The route for the Liberty TransCape MTB Encounter has a new starting venue in George, which route director Wayne Collett believes has allowed them to add much diversity to the event.
The seven-stage mountain-bike race, powered by Volvo, takes place from February 2 to 9 from George to Franschhoek in the Western Cape.
In previous years, the distance covered has been over 650km, but next year’s route of 591km has enabled the organisers to alter some of the longer stages.
Collett said the start in George had allowed them to add diversity to the trails, as well as several new elements.
“Previously, the first three days were characterised by relatively long stages because of the overall distance you had to cover,” he said.

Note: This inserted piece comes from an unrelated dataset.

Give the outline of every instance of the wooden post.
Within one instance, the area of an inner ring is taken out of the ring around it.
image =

“But now there is no stage much longer than 100km and that means it is a little easier, allowing us to do a few things differently.”

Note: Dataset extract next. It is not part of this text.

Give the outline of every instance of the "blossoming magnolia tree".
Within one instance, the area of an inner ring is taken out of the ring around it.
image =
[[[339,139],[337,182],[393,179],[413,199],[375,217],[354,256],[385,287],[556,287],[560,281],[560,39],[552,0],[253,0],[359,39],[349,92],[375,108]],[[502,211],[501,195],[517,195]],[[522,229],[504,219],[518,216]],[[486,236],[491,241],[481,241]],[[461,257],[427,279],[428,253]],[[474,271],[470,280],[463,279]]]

Starting in George meant they were able to add terrain diversity to the race by bringing the Klein Karoo back into the mix, said Collett.
“This year the Klein Karoo was not part of the route, but now you have three distinct sections on the opening day.
“First you have the coastal character of the George region, before going over Montagu Pass, which provides a different element altogether.
“Once you have crossed the mountain, you descend into the Karoo and that, of course, offers you something else again, with its semi-arid conditions.”
He added there would be plenty of farmlands the riders would traverse, plus some of the iconic single-track sections on the last stage through the Cape Winelands.
With the corporate world a big target market, Collett said they had designed the route to ensure nobody “had to break their back”.
However, he was quick to add that “easier” did not mean it was “easy”.
“We have tried to keep every stage to under 100km,” he said. “There are some just over that distance but, if you are well prepared, it is something everyone should be able to handle.”
He did have a warning for the cyclists, though, in terms of the weather.
“You really need to expect everything and anything in this race,” he said, “because you will get everything, from extreme heat to rain and cold, as well as wind in some of the high areas.”
Collett added that the only technical section would come in the final stage when half the route was devoted to single-track.
“It is not so hectic that a rider might have to push for kilometres, but there are some hairpins which can test you.”